Working with colour maps

A colour map is simply image data where we have assigned specific colour values to be associate with other data. For example red (0xFF0000) might mean true, while blue (0x0000FF) might mean false. It’s pretty basic, but lets look at a more real world example.

I layered isometric grid (sometimes referred to an even/odd grid) is made up of a series of tiles. A common use for such grids is in tile based video game engines, see Wiki Entry. Below is an example of one.

A tile gid

When working with grids a very common task/need is to be able to determine which tile is under a specific point, for example the mouse position. If the grid is strictly a static image, we must the rely on math to determine that tile. When using square based grids that’s easy, but it more complex grids, like the one above, this causes problems. Now we could figure it out purely mathematically, if I were to do so I’d probably take an approach that involved vectors and rotating the axis. This mathematical solution however is quite complex, and additionally could prove to be somewhat processor intensive, (depending on how many positions you need to check.)

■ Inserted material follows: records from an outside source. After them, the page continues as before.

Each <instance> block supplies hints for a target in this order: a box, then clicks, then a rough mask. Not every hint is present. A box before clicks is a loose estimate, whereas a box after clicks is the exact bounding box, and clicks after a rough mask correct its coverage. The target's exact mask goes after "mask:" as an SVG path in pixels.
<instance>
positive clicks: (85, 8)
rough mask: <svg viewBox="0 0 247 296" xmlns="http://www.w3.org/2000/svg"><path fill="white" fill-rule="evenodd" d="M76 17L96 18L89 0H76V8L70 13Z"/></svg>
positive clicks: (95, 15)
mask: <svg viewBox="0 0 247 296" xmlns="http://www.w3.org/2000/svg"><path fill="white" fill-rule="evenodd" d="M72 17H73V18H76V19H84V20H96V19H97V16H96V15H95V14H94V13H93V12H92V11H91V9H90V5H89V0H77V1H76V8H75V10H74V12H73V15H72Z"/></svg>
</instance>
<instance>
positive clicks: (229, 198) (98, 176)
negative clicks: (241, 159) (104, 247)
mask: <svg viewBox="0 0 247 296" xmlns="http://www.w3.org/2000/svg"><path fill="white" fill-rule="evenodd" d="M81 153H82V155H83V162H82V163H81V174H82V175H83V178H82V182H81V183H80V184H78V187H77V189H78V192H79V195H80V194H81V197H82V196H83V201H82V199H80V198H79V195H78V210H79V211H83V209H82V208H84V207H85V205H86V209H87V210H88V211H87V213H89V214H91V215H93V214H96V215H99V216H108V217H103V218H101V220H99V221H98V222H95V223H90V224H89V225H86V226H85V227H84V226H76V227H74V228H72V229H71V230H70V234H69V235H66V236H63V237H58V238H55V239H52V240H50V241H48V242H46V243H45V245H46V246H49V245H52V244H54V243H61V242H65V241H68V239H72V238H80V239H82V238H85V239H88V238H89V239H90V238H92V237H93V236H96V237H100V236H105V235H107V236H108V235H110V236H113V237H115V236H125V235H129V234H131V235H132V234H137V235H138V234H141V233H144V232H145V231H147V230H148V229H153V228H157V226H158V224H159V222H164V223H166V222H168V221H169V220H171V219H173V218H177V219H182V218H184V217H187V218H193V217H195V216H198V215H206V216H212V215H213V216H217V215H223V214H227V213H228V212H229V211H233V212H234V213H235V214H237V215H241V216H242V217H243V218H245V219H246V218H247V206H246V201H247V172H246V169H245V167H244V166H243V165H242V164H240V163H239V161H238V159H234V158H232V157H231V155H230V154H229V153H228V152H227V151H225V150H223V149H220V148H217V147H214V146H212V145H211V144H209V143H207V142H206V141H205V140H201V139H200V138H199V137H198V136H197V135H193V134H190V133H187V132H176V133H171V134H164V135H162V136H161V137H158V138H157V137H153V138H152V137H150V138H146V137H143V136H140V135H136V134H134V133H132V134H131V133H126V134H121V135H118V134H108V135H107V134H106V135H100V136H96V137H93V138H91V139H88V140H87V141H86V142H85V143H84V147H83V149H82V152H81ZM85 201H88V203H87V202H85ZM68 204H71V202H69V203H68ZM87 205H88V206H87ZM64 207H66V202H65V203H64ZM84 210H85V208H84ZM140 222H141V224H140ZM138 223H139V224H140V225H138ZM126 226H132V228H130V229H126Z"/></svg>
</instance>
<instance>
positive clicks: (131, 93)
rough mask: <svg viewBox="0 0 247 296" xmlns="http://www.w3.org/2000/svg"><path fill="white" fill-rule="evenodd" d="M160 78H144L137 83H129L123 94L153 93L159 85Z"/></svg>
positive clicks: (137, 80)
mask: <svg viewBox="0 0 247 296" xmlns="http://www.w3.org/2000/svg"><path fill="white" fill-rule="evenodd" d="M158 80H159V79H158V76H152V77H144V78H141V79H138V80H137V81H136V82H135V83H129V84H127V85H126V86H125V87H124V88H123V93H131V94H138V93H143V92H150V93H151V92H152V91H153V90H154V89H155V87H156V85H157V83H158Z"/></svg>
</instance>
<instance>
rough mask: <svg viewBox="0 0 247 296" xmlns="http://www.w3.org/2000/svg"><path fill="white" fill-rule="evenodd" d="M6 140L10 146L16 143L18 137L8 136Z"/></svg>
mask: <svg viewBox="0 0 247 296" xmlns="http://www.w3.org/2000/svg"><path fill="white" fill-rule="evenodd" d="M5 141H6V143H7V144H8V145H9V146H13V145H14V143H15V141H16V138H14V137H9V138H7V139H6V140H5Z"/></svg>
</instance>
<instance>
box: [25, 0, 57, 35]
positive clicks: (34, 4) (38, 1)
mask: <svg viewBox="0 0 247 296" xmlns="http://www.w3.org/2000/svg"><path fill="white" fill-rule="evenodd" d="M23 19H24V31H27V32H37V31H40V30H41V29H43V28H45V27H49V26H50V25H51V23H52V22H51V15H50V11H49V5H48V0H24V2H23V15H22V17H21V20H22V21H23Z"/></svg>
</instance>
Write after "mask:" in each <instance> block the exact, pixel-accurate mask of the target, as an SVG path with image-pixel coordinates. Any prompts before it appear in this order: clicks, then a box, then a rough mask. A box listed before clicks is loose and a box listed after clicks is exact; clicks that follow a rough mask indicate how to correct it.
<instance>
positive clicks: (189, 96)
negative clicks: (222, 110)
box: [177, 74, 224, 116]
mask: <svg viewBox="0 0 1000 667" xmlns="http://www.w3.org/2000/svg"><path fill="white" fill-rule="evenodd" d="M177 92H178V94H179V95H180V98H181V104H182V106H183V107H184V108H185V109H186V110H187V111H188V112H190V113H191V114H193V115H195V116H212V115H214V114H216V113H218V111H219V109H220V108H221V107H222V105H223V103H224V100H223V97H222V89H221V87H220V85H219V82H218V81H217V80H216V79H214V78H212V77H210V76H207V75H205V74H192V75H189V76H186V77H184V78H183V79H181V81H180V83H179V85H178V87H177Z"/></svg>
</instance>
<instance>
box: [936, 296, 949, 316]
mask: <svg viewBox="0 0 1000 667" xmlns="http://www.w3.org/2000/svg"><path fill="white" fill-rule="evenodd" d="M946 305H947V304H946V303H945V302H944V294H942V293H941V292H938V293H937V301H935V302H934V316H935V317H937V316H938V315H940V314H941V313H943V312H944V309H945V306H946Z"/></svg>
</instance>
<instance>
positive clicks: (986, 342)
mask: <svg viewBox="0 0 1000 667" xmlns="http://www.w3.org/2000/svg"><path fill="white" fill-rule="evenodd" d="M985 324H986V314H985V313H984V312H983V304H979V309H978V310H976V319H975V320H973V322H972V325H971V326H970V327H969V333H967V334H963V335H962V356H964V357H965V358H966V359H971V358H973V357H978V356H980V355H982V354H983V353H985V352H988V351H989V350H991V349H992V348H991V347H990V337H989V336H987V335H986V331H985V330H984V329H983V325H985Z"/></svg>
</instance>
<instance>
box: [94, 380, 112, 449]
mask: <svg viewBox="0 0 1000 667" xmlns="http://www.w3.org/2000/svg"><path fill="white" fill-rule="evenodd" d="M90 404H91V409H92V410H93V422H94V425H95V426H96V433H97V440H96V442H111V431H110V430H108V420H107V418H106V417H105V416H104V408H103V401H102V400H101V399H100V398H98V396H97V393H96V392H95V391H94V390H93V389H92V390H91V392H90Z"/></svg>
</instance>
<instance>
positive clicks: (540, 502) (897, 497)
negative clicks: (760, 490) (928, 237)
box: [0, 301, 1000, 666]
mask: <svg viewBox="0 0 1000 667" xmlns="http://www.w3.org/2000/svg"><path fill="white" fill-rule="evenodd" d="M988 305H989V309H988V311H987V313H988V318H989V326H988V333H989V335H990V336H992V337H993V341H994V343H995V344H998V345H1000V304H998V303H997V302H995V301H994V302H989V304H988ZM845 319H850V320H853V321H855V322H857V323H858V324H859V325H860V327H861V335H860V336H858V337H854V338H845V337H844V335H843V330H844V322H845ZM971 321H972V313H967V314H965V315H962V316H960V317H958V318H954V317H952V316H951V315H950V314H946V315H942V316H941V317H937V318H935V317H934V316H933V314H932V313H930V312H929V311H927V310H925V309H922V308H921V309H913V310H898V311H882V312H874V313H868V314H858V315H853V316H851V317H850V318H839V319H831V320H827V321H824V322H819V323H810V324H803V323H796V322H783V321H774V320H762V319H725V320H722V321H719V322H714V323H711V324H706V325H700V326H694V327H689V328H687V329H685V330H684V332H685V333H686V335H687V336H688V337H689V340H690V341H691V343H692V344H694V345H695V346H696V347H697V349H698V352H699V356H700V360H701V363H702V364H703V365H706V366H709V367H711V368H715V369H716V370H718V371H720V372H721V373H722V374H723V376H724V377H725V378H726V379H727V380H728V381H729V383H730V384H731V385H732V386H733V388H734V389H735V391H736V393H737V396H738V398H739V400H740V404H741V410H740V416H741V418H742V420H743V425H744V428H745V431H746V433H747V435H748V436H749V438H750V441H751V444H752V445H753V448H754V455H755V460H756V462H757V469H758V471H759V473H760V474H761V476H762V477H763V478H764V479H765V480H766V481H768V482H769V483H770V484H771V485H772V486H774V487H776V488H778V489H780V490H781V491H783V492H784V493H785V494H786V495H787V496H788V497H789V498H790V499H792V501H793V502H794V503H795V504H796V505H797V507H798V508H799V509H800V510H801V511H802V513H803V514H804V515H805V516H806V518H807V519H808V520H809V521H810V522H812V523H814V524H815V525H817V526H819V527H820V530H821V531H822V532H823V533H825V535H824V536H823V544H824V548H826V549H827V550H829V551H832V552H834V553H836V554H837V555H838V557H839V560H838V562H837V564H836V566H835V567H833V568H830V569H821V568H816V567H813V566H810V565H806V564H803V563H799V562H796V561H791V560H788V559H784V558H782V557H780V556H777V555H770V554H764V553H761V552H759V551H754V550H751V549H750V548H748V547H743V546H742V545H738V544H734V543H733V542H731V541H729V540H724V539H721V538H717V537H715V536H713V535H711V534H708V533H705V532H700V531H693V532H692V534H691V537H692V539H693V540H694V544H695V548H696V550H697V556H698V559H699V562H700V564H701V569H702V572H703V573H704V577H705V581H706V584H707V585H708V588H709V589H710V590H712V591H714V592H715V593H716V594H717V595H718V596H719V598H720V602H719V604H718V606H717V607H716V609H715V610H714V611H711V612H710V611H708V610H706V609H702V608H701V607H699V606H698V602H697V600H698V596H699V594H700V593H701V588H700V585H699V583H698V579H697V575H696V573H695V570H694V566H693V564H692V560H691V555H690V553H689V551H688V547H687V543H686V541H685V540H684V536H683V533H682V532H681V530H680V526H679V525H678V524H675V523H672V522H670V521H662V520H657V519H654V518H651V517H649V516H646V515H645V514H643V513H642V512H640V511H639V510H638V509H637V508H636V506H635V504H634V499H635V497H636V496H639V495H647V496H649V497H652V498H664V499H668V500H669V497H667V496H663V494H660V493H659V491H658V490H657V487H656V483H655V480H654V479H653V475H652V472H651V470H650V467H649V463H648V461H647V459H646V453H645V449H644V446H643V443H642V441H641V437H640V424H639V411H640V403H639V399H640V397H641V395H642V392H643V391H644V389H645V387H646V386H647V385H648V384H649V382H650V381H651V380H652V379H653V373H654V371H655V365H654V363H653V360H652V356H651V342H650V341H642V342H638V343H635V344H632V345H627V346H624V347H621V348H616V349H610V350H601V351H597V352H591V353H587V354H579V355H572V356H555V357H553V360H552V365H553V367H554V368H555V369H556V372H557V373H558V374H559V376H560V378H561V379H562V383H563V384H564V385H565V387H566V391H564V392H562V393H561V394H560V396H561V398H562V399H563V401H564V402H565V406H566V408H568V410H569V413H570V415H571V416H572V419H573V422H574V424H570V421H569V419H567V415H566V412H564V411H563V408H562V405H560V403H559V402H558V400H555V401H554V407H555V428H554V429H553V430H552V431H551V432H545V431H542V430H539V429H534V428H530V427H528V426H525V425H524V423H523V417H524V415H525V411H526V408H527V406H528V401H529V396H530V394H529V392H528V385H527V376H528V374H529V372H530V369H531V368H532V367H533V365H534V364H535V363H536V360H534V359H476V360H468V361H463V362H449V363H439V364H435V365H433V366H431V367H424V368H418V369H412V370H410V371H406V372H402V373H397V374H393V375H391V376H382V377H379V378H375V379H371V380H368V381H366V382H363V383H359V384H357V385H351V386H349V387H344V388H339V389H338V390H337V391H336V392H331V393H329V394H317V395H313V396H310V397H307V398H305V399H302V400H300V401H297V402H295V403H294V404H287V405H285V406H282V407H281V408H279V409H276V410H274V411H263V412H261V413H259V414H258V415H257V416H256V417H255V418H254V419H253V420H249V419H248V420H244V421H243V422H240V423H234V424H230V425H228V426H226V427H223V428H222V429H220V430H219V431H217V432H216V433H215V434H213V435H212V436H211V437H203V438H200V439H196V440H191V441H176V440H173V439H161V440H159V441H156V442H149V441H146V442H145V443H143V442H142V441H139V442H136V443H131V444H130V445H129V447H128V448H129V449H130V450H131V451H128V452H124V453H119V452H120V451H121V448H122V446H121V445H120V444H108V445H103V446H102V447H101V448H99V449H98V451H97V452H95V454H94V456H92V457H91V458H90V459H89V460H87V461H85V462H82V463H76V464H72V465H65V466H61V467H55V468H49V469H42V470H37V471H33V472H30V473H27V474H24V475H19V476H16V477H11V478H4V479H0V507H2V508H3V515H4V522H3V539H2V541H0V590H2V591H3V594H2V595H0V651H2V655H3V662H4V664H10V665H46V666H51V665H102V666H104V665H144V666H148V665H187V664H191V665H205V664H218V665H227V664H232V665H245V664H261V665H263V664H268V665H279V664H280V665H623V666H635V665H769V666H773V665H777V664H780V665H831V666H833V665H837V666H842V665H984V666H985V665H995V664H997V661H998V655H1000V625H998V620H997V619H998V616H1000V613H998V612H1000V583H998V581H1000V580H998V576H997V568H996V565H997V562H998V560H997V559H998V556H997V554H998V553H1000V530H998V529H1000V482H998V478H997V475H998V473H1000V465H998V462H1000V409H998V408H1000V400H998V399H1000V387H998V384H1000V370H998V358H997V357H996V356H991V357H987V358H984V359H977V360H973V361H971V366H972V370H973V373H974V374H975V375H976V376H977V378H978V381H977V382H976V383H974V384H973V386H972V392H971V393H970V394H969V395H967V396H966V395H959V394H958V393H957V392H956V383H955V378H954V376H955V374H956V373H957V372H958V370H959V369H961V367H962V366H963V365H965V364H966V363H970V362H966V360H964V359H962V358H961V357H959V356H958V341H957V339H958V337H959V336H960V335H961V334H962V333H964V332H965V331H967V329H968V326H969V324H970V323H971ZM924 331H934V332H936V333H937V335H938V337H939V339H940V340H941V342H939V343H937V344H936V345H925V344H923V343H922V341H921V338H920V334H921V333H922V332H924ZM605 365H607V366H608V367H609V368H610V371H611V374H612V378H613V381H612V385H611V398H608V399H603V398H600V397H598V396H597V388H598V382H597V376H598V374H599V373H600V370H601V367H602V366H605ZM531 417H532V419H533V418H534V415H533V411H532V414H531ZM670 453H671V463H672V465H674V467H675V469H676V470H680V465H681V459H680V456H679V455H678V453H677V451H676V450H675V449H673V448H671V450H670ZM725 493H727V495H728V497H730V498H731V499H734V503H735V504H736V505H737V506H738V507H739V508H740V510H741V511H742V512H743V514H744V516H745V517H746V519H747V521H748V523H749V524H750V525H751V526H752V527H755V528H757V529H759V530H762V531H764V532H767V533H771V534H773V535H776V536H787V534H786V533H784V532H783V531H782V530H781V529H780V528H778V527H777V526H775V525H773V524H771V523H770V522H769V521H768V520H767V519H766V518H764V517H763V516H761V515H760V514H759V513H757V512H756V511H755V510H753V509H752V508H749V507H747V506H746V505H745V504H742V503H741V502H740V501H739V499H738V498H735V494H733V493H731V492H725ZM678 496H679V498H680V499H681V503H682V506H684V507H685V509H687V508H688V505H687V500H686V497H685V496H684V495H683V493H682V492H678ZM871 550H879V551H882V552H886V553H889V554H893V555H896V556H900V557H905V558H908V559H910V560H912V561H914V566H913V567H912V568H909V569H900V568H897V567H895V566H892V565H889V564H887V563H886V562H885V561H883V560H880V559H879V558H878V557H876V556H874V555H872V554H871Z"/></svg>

So lets look at the how. Firstly, start by pretending the grid is rectangle based, after all the bounding box of our diamond shaped tile is a rectangle. Consider the following example.

a square grid

We can quickly an easily determing which tile we are in with the following equation:

column = pointx / TILE_WIDTH;
row = pointy / TILE_HEIGHT;

So now we know the square region we are in, but that could be one of the 5 tiles that happen to fall within the location, this is where our colour map comes in use. Our colour map will consist of 5 colours, each of which will be associate with the 5 spots within our rectangle. Below is an example of our actual tile shape, and beside it our colour map.

the real tile The colour map

A picture is worth a thousand words:

Colour map in context

Now it should be clear how we can use that data, quite clearly we know if the colour under the requested point is white, we are on the center tile, if its red, we are in the upper left tile, ect.

Rather than adding the colour map to our display list and repositioning it as our mouse moves we can use this quick equation to determine the location we would be on a tile at that location.

tileLocalX = pointx % TILE_WIDTH;
tileLocalY = pointy % TILE_HEIGHT;

Then we use get pixel on the bitmapData of our colour map we can retrieve the colour value:

colour = getPixel(tileLocalX, tileLocalY);

That’s a pretty quick run down, but I think it covers all the important points. This is a pretty specific situation, but obviously it could be used in a variety of situations.